Adverse events impact over one-third (38%) of adult surgical patients, according to a survey of 1,009 admissions to 11 hospitals in Massachusetts published in The BMJ.
Nearly half of these events were classified as major – causing serious, life-threatening, or fatal harm – and most were deemed preventable.
The findings emphasise the need for continued improvements in patient safety.
The researchers note: ‘Adverse events remain widespread in contemporary healthcare, causing substantial and preventable patient harm during hospital admission.’
Adverse events are defined as negative effects of treatment, such as complications from surgery or medication errors, and represent a significant cause of patient harm during hospitalisation.
Since the 1991 Harvard Medical Practice Study exposed the prevalence of unintended injuries in medical care, surgical advancements such as minimally invasive techniques, safety checklists, and enhanced recovery protocols have aimed to reduce harm.
However, the current study highlights the persistent need to assess surgical safety and establish updated benchmarks for quality improvement.
The study involved a randomly selected sample of patients aged 18 and older admitted for surgery in 2018.
The hospitals represented a mix of large and small facilities across three healthcare systems, and estimates were adjusted to account for population differences. Trained nurses reviewed patient records to identify possible adverse events, which physicians confirmed and categorised.
Adverse events were deemed major if they required significant intervention or prolonged recovery, were life-threatening, or resulted in death. The researchers also assessed the severity and preventability of events by type, setting, and the professionals involved.
Of the 1,009 admissions reviewed (average age 61, 52% women), 383 cases (38%) had adverse events, and 160 cases (16%) had major events.
Of the 593 identified adverse events, 60% (353) were potentially preventable, and 21% (123) were definitely or probably preventable.
The most frequent adverse events were related to surgical procedures (49%), followed by adverse drug events (27%), healthcare-associated infections (12%), patient care events like falls or pressure ulcers (11%), and blood transfusion reactions (0.5%).
The majority of events occurred in general care units (50%), followed by operating rooms (26%), intensive care units (13%), and other in-hospital locations (7%).

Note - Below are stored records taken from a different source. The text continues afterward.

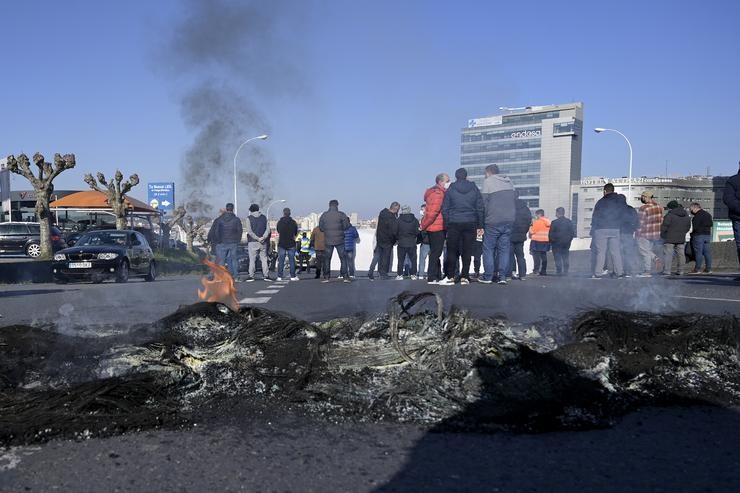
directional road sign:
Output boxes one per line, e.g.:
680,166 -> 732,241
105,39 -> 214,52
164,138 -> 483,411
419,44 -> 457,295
147,182 -> 175,212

Attending physicians (90%), nurses (59%), residents (50%), and advanced-level practitioners (29%) were the professions most often involved.
Despite the study’s strengths, the authors acknowledge limitations.
The findings are based on data from Massachusetts in 2018 and may not be generalisable to other healthcare settings. Also, some events now considered preventable might not have been viewed as such at the time of care.
The study underscores that adverse events are not confined to operating rooms.
In a linked editorial, Helen Haskell, president of Mothers Against Medical Error, questions why patient safety has improved little despite decades of efforts. She cites factors such as a culture of disrespect, insufficient nurse staffing, and the underuse of real-time error detection and prevention technologies.
‘All undoubtedly have played a part,’ Haskell writes, but she argues that the lack of progress also reflects the limited involvement of patients and families in addressing errors.
‘If we are truly interested in advancing patient safety, patients and families need to be empowered to weigh in on the accuracy of the accounts of their care and participate in finding solutions,’ she added.